Seorang perempuan dengan peluh dan air mata menunduk dalam-dalam di ruangan putih nan dingin itu. Tangannya tak berhenti bergerak di genggamannya sendiri, dan pikirannya sibuk mereka ulang kejadian-kejadian yang baru saja ia ceritakan pada orang di hadapannya. Ia tidak pernah menyangka bahwa ia akan berakhir di ruangan ini, dengan tubuh penuh sayatan dan pikiran yang berkecamuk ingin mati saja.
Di hadapannya, seorang wanita usia pertengahan 40-an dengan jas khas dokter miliknya menatap remaja di depannya dengan penuh empati. Sesekali ia menyuruhnya untuk menarik napas dan membuangnya secara teratur, juga mengulang-ulang kata 'Tidak apa-apa' yang kini sudah berhasil membuat perempuan di depannya berhenti terisak-isak.

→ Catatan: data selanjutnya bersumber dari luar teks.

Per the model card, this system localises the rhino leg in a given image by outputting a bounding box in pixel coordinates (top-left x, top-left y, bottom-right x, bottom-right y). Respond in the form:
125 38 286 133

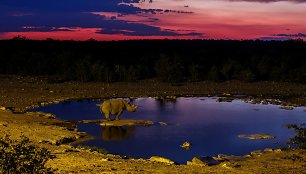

"Apa yang kamu pikirin pas saya tanya soal kejadian itu?"
Hening.
"Nal, saya kasih resep baru ya, di minum yang rutin."
Sesi konsultasi nya dengan Dokter Ane sudah selesai beberapa jam yang lalu, namun, Nalasya Anbilla Dama, seorang remaja yang baru memasuki perkuliahannya itu masih terduduk di bangku rumah sakit tanpa bergeming. Napasnya jauh lebih teratur dibanding saat ia di ruangan konsultasi tadi. Matanya menatap dinding di hadapannya dengan kosong. Ia bahkan ke rumah sakit sendirian walau punya 4 kakak yang bisa menemaninya.
Nala sudah lupa kapan terakhir kali ia berbicara pada kakak-kakaknya itu. Ia hanya berbicara pada Ayah, Ibu, juga Moza, kucing peliharaannya. Moza lah yang menemaninya 2 tahun terakhir ini. Entah saat di kamar mengerjakan tugas, saat menangis di kamar mandi, saat makan sendirian, atau saat mengobati luka-lukanya.
"Neng, udah 3 jam sama si bapa di liatin gak pulang-pulang," ucapan seorang pria paruh baya dengan seragam petugas kebersihannya menghampiri Nala, "Neng, gapapa? Mau saya anter pulang, gak?" lanjutnya.
Nala mengerjap, terkejut dengan kehadiran petugas kebersihan di hadapannya. Ia lantas tersenyum, "Ini mau pulang kok, Pak. Maaf, ya." ujarnya seraya meremas kresek obat di tangannya dan beranjak.
"Yaudah atuh, Neng, hati-hati, ya!"
Nala mengangguk, "Makasih, Pak." sebelum akhirnya berjalan meninggalkan bangku rumah sakit.
Walau hanya sekadar disuruh pulang karena terlalu lama melamun, Nala bersyukur masih ada orang yang perhatian dengannya walau mereka tidak saling kenal bahkan baru bertemu tadi. Manusia baik masih ada, namun, memang kebanyakan dari mereka bukanlah orang yang kita kenal.
Matahari sudah terbenam sejak sejam yang lalu, hari sudah gelap, kendaraan orang-orang yang bekerja sudah memenuhi jalan di kota ini karena jam sudah menunjukkan pukul 7 malam. Nala memutuskan untuk jalan sebentar, menyusuri trotoar kota tempat tinggalnya. Kota yang ia benci sampai saat ini. Nala benci bagaimana kota ini menyimpan banyak kenangan-kenangan manis yang tak bisa diulang lagi. Ia benci fakta bahwa ia akan selamanya dihantui oleh kenangan-kenangan itu tanpa bisa berdamai dengan semuanya.